Он простил своего брата, а тот в свою очередь простил его. Неудивительно, что папа покинул этот мир подобно ангелу.
– Не думаю, что Тальботу суждено попасть на небо.
– Возможно, и не суждено.
– У меня к тебе предложение, – произносит Делмарр.
– Только учти, я порядочная девушка, – подтруниваю я.
– Какая жалость, малышка. Как бы то ни было, я устроился на новое место работы и хочу, чтобы ты работала вместе со мной.
– Неужели Клер Маккарделл взяла тебя!
Его предложение огромное облегчение для меня. Мне не придется оставлять все родное, если я смогу продолжить работать вместе с Делмарром.
– Нет, я больше не хочу заниматься ни эксклюзивными заказами, ни быть связанным с торговлей одеждой. Я еду в Голливуд и буду работать на Элен Роуз.
Я поражена:
– Та самая Элен Роуз, которая делала свадебное платье для Элизабет Тейлор, когда она выходила замуж за Ники Хилтона?
– Она самая.
– Делмарр, каким же образом тебе удалось устроиться к Элен Роуз?
– Ее заместительница приходила на показ. Ей рассказала о моих моделях Элен, которая слышала обо мне от Хильды Крамер – она ведь работает на радио и брала интервью у выдающегося художника по костюмам для фильмов.
– Хильда помогла тебе с работой! – Мне казалось, что все самое удивительное на сегодня я уже услышала, но никогда не знаешь, что впереди.
– О, она сказала Элен, что я потрясающий модельер.
– Так и есть, но главное, что это теперь известно нужным людям!
Как же я рада за Делмарра!
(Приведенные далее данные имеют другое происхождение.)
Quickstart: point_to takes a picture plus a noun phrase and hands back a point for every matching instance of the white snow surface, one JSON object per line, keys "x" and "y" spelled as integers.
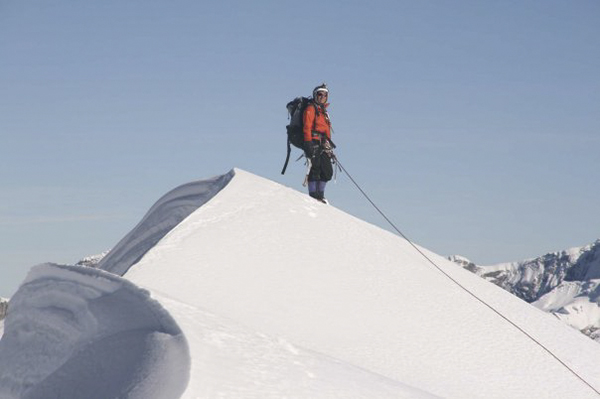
{"x": 264, "y": 292}
{"x": 75, "y": 332}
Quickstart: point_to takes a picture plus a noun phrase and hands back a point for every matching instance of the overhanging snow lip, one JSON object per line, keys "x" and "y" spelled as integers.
{"x": 170, "y": 210}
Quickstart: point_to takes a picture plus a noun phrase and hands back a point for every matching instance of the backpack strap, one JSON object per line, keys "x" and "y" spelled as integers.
{"x": 287, "y": 158}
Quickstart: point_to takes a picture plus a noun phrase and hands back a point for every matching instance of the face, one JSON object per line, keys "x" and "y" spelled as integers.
{"x": 321, "y": 97}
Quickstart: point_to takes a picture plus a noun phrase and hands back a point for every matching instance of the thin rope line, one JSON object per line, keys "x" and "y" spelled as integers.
{"x": 461, "y": 286}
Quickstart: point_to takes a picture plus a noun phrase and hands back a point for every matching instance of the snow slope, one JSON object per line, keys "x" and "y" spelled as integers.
{"x": 278, "y": 295}
{"x": 281, "y": 264}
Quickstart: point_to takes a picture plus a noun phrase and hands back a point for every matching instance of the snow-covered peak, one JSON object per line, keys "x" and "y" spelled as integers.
{"x": 564, "y": 283}
{"x": 278, "y": 295}
{"x": 283, "y": 265}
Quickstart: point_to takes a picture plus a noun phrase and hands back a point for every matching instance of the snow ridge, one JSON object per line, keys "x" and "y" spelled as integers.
{"x": 66, "y": 333}
{"x": 167, "y": 213}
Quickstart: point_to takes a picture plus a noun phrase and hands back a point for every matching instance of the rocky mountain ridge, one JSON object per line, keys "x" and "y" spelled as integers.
{"x": 564, "y": 283}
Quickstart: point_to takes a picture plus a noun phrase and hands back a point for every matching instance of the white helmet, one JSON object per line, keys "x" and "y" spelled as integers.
{"x": 317, "y": 89}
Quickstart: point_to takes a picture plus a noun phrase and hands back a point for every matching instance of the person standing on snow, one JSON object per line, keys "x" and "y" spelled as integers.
{"x": 317, "y": 142}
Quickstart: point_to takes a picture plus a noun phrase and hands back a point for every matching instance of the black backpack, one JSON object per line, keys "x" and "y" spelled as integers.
{"x": 295, "y": 131}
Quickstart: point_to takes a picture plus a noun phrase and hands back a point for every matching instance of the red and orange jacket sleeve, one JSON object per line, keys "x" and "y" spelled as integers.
{"x": 321, "y": 124}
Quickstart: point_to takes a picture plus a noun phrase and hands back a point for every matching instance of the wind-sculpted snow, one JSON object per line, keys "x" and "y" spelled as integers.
{"x": 76, "y": 332}
{"x": 278, "y": 262}
{"x": 167, "y": 213}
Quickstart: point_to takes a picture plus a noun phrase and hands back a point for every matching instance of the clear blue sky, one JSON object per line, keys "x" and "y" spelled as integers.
{"x": 474, "y": 124}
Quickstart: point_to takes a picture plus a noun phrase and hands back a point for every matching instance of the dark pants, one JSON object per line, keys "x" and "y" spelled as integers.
{"x": 321, "y": 169}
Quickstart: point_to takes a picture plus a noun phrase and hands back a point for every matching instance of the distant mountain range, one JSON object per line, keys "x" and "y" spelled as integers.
{"x": 565, "y": 284}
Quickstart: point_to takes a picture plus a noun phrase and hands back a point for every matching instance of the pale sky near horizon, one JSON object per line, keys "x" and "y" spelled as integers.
{"x": 474, "y": 125}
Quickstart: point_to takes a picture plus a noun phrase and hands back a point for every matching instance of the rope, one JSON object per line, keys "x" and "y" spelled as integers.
{"x": 459, "y": 284}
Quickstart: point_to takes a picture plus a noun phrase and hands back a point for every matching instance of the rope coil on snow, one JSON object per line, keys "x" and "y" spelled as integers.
{"x": 460, "y": 285}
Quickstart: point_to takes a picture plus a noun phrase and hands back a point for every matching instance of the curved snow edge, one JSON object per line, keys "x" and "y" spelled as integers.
{"x": 170, "y": 210}
{"x": 75, "y": 332}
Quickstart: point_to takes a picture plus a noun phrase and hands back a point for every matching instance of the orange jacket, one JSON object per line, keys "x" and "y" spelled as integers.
{"x": 322, "y": 124}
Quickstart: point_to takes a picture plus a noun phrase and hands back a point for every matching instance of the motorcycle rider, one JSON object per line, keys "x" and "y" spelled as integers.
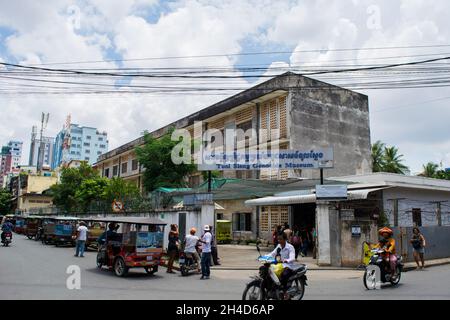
{"x": 190, "y": 247}
{"x": 7, "y": 227}
{"x": 286, "y": 251}
{"x": 387, "y": 243}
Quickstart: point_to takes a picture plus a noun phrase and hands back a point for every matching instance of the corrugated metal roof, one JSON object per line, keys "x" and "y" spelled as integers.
{"x": 306, "y": 198}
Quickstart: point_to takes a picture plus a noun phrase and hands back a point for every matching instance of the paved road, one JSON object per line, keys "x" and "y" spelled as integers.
{"x": 30, "y": 270}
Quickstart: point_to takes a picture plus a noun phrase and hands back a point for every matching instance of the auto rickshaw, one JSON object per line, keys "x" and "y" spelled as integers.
{"x": 132, "y": 242}
{"x": 65, "y": 230}
{"x": 32, "y": 224}
{"x": 19, "y": 225}
{"x": 95, "y": 230}
{"x": 47, "y": 230}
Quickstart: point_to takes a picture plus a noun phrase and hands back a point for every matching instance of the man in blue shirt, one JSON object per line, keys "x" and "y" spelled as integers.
{"x": 7, "y": 227}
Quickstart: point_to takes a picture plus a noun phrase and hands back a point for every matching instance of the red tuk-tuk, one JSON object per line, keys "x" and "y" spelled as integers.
{"x": 32, "y": 225}
{"x": 131, "y": 242}
{"x": 19, "y": 224}
{"x": 65, "y": 230}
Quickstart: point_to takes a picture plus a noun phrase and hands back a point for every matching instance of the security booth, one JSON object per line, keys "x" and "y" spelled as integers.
{"x": 340, "y": 225}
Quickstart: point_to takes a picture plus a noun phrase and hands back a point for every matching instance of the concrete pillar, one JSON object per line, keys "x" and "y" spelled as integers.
{"x": 323, "y": 234}
{"x": 207, "y": 215}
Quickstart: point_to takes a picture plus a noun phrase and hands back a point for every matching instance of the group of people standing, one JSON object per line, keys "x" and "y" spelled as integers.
{"x": 206, "y": 244}
{"x": 302, "y": 239}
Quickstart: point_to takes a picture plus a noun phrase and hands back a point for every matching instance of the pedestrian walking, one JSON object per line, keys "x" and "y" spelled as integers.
{"x": 206, "y": 253}
{"x": 214, "y": 251}
{"x": 296, "y": 240}
{"x": 173, "y": 247}
{"x": 190, "y": 247}
{"x": 81, "y": 238}
{"x": 275, "y": 233}
{"x": 287, "y": 230}
{"x": 314, "y": 240}
{"x": 418, "y": 242}
{"x": 305, "y": 238}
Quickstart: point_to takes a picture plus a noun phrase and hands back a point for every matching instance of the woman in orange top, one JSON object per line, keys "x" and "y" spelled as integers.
{"x": 388, "y": 244}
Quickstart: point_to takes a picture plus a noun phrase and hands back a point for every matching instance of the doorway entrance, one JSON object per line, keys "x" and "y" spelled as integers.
{"x": 304, "y": 221}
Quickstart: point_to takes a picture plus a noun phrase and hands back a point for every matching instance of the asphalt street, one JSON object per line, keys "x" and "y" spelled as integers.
{"x": 30, "y": 270}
Теперь он – часть Голливуда, где элегантность и шарм все еще имеют значение.
– Элен спросила, есть ли у меня на примете еще какие-нибудь одаренные работники, которых я хотел бы взять с собой, и я рассказал ей о тебе.
– Ты серьезно?
– Совершенно. Поедем со мной, Лючия. Ты сразу же войдешь в штат сотрудников и будешь получать высокую зарплату.